Including, but not limited to, Coroners and Cops

“The Taxpayer Speech:

“Matthew was, and still may be, a taxpayer. His family are taxpayers. YOU are a taxpayer. They (or you, on their behalf) needn’t go begging, hat in hand, for information. He, they, and you, have already paid for that service! You support, by paying taxes and purchasing goods and services in the community (anywhere), the infrastructure of government, which includes law enforcement organizations. You paid for my training and experience (regardless of where you live) for me to learn what I know, and for the investigators in Whatever County to do what they do. You pay for the gas that propels their cars and the computers on which they type their reports. You, as a taxpayer, citizen, victim, loved-one of a victim, or private advocate acting on behalf of the family, have EVERY RIGHT to expect professionalism, and adherence to the rules of professional conduct. If you don’t get that, someone needs to loose their job!
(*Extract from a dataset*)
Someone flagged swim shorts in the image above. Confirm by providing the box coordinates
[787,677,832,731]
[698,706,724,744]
“Law enforcement, like most organizations, has a political side. A deputy investigator, patrolman or detective will not be concerned with the political aspect of failing to do what needed to be done. They are insulated from above by layers of supervision. A sergeant is higher up the supervisory chain, but only a few have aspirations to rise into management. By the time a police officer is promoted to lieutenant, and certainly by captain or chief, politics is about all there is. The weakest link, believe it or not, is the department chief or Sheriff. A chief is generally an appointed position (serving at the pleasure of the county administration), while the sheriff or coroner is generally elected. Either way, scandal will end their careers (and does, on a daily basis) in a heartbeat. No matter how high-and-mighty I think I am, there is always someone higher, and mightier, than me, who understands that he (or she) is held in place by a fickle public.

“Law enforcement, by its very nature, can be intimidating to deal with. But, the fact is that law enforcement has more to fear from you than you from them. Provided you plan your contacts with them, and don’t expect the moon, you should be able to assist the family.
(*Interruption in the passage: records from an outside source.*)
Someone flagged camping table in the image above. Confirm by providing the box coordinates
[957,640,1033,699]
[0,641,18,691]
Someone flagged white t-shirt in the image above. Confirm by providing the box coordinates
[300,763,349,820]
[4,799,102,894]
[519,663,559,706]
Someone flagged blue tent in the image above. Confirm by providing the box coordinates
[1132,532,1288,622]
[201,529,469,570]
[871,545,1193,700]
“I appreciate that it is difficult to communicate effectively with law enforcement or other forensic specialists. There are legitimate reasons that some information cannot be released to the public. No one knows who you are – you may be the murderer. But, if your salutation is professional, and includes a concise statement of who you are, and why you are calling – and if it sounds as though you make these calls on behalf of families 20 times a day, your credibility goes up.
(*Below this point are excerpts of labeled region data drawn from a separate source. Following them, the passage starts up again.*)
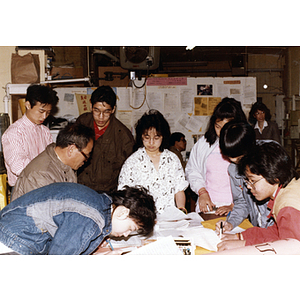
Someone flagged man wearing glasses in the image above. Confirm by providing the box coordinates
[76,86,134,193]
[11,124,94,201]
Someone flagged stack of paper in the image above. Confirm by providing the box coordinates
[127,236,183,255]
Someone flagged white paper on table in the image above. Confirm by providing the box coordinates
[179,226,221,251]
[127,236,183,255]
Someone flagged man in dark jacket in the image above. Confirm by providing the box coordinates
[76,86,134,192]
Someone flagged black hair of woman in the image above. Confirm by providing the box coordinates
[134,109,171,152]
[204,97,247,146]
[248,102,271,125]
[238,141,299,187]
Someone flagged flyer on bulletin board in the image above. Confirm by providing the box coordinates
[194,97,221,116]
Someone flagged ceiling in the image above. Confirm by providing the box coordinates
[91,46,287,63]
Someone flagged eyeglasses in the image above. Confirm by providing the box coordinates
[74,144,90,161]
[243,177,263,188]
[79,151,90,161]
[93,108,112,117]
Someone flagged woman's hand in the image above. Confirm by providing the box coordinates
[216,203,233,216]
[217,240,246,251]
[215,220,233,235]
[198,189,215,212]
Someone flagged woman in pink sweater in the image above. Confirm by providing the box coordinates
[218,142,300,251]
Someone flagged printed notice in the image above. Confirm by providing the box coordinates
[194,97,221,116]
[147,77,187,86]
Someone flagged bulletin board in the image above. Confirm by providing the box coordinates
[51,77,256,157]
[117,77,256,157]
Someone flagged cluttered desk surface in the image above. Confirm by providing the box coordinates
[105,207,252,255]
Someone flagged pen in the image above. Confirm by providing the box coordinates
[220,222,223,239]
[107,239,114,251]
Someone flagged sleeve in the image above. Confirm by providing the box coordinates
[273,122,281,144]
[11,172,55,201]
[44,127,53,145]
[122,128,134,161]
[185,139,206,195]
[242,207,300,246]
[118,157,134,190]
[172,153,189,194]
[226,164,249,228]
[2,129,31,176]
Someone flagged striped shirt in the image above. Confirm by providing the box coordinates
[2,114,53,186]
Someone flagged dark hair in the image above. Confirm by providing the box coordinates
[204,97,247,146]
[110,185,156,235]
[134,109,171,152]
[91,85,117,109]
[219,121,256,158]
[169,132,185,146]
[238,141,299,187]
[248,102,271,125]
[26,84,58,110]
[56,123,94,151]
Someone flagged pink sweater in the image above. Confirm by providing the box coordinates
[206,147,233,207]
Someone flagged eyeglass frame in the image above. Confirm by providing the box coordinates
[92,107,113,117]
[74,144,90,161]
[243,177,264,189]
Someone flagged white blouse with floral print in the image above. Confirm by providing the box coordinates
[118,147,189,213]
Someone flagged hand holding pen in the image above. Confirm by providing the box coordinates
[216,220,233,238]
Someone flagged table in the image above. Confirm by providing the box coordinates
[195,214,253,255]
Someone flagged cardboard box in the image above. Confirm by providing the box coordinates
[291,110,300,126]
[50,67,84,87]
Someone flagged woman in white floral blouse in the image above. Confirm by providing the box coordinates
[118,110,188,213]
“One of the reasons I use email so much, is that it gives the receiver a sense of solidity – having something in hand (or at least in a computer) that verifies the sender’s veracity. My signature block is chock full of junk, but anyone reading it knows they can check me out – I’m inviting them to! My emails are designed to overwhelm. I intentionally front-load everything. It presents in the minds eye a bulldozer that WILL NOT STOP. I want them to see me coming, take me seriously, and comply with my requests. I want them to know that if they don’t comply, I won’t be ignored. Not everybody gets that message… the first time. That’s another advantage of the email format, I just send the same message with SECOND REQUEST at the end of the subject line, with the original message attached (date-time stamped), and CC it to the receiver’s supervisor. That generally gets the job done.

“My standard advice is that during your legitimate inquiries, if anyone refuses to answer your questions, you should “walk up” the chain of command – at each level asking if it is the policy and practice of the subordinate to ignore inquiries from the grieving families of decedents.

“I recommend that you call the agency, and start your inquiry with an investigator – and hook him (or her). Then tell them that you have constructed an email with information about the missing person that you would like to send to him (or her) for ‘forwarding to the most appropriate authority within your department.'”
I’d like to thank Mr. David Van Norman for allowing me to publish his advice. It is my sincere wish that everyone who reads this post benefits from it, like I did.